As a body of Christ, I believe we need to return to the contemplative depths and roots of our life in the Spirit. The tragic malaise and afflictions I see in the church and among the ecclesiastical leaders are merely expressions of a shallow inner life and truncated spirituality, in my view.
Obsessed with head knowledge, fixated on verbosity, and compulsion with external busyness, we have lost sight of what it means to be disciples of Christ from the inside-out. Paranoid of silence and non-thinking, we have forced and constricted ourselves into a self-dug pit of religiosity devoid of the living waters of Spirit. Fear of the unknown and unfamiliar blocks our growth in the Lord.

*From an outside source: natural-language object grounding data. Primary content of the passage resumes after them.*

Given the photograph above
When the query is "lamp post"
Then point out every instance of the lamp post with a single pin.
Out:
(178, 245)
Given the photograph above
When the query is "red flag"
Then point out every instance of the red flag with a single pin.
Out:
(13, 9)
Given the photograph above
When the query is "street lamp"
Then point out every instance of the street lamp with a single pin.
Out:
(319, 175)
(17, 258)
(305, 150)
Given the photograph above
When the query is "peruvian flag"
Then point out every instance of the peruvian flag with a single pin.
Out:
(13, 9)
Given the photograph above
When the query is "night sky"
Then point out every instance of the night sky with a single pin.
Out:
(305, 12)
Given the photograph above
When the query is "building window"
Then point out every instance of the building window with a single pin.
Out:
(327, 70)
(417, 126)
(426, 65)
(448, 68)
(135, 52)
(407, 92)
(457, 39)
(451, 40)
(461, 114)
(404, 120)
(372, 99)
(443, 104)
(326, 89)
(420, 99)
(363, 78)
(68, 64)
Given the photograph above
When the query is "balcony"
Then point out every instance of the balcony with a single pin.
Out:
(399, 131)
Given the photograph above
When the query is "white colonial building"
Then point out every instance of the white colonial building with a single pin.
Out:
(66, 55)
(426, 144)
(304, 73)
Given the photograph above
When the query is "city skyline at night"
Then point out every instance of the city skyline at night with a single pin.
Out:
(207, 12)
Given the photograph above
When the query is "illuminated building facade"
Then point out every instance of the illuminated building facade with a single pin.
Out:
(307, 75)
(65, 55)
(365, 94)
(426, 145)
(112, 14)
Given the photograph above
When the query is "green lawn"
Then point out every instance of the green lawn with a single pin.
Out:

Will we heed God’s call to retreat, revive, recover, and re-illuminate our spirits in the pleroma of our triune God in Christ? One possible approach comes from the meditative tradition of Chan, a vibrant and living East Asian spiritual culture.
In Chan practice, a distinctive method of inquiry utilizes what is termed “critical phrase” or 话头, signifying a mode of reflexive inner inquiry that traces attention back to its source. A common critical phrase is “念佛是谁?” meaning “Who is reciting Buddha’s name?”
Creatively applying this method to one’s prayer life, we can probe “祷告是谁?” meaning “Who is praying?” We can even ask “祷告对象是谁?” meaning “Who is being prayed to?” Now, isn’t it interesting to encounter prayer afresh in each moment rather than sinking into a habitual indoctrinated posture devoid of reflexive awareness?
An encrusted mind lacks potency to break through to God and is less than amenable to God breaking through to you. Why not start afresh, and ask the critical phrase? Jesus Himself challenges us with “Who do you say that I am?” Are we ready?